Endogenously produced branched-chain amino acids repress the yufN promoter. Results of β-galactosidase activity assays of yufN-lacZ fusions integrated ectopically at the amyE locus are shown. All strains harbor the lacA::tet and yesZ::ble alleles, which eliminate endogenous β-galactosidase activity. Samples were taken during steady-state exponential phase growth in minimal glucose-ammonium medium (white bars) or in the same medium supplemented with 200 μg ml⁻¹ valine (Val) (hatched bars) or a mixture of isoleucine, leucine, and valine (ILV) (gray bars) (each at 200 μg ml⁻¹). WT, ilvp⁺ ybgEp⁺ strain SRB207; O.P., branched-chain-amino-acid overproducer strain SRB213. Error bars indicate standard errors of the means.

FIG. 6.

Phenotypes associated with endogenous or exogenous amino acids. Data are presented as mean copies of ptb transcript per 10⁶ copies of rrnA transcript. Error bars denote standard errors of the means from at least two independent experiments. When error bars are not visible, they are smaller than the edge of the symbol. (A) Quantitative real-time RT-PCR analysis of ptb gene expression. Cells were cultivated in minimal glucose-ammonium medium, and samples were taken during exponential phase. WT, strain SRB4; O.P., denotes branched-chain-amino-acid overproducer strain SRB194. Val and ILV indicate inclusion of 200 μg ml⁻¹ valine or a mixture of 200 μg ml⁻¹ each of isoleucine, leucine, and valine in minimal glucose-ammonium medium. (B) Dose-dependent ptb gene expression. Strain SRB4 (ilvp⁺ ybgEp⁺ codY⁺) was cultivated in minimal glucose-ammonium medium. Valine was titrated using 0, 0.125, 0.250, 0.500, 1.0, 1.7, 2.0, 4.0, and 8.0 mM valine. Samples were taken during exponential-phase growth.

FIG. 7.

Model for CodY-mediated signal processing.

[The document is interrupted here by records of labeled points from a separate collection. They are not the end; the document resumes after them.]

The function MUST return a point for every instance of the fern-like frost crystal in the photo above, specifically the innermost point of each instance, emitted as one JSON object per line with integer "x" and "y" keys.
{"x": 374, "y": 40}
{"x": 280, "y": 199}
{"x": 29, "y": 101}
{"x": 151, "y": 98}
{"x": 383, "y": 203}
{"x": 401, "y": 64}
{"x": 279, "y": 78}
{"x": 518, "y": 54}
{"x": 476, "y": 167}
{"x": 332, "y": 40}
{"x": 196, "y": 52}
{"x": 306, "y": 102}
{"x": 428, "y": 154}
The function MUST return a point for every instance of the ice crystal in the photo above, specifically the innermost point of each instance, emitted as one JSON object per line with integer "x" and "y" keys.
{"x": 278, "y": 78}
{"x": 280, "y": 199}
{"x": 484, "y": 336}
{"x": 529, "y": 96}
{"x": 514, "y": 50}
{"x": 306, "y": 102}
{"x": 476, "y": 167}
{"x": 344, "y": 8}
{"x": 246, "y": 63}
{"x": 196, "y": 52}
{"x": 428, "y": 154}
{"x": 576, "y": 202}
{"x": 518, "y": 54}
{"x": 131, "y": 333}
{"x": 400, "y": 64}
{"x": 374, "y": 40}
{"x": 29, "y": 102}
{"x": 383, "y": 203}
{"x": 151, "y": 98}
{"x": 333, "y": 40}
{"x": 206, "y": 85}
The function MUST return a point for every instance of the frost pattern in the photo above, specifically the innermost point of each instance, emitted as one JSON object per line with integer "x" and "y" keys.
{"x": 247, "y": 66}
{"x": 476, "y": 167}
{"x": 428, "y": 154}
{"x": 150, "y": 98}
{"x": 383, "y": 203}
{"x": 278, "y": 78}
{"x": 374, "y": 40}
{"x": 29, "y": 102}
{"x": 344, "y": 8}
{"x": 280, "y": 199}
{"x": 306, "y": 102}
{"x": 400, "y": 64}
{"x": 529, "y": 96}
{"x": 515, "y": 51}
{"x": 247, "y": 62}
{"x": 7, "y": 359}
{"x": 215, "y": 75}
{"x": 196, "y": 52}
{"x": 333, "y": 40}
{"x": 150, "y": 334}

The CodY global regulatory protein monitors branched-chain amino acid and GTP pools, indicators of nutritional and energy sufficiency. Branched-chain amino acids and GTP are subject to multiple levels of local and global regulation. Under steady-state conditions, a stable flow of metabolites reflects the status of the synthesis and regulatory machinery. CodY manages these input signals to produce a single output signal whereby constituent promoters are stimulated or repressed to allow the cell to adapt to the current conditions. FBP, fructose-1,6-bisphosphate; G6P, glucose-6-phosphate; Hpr∼P, activated (phosphorylated) general phosphotransferase system (PTS) protein (15); BCFAs, branched-chain fatty acids; (p)ppGpp, guanosine (penta)tetraphosphate; GS, glutamine synthetase; Rel_Bsu, combined GTP pyrophosphokinase/guanosine-3′,5′-bispyrophosphate 3′-pyrophosphohydrolase (63).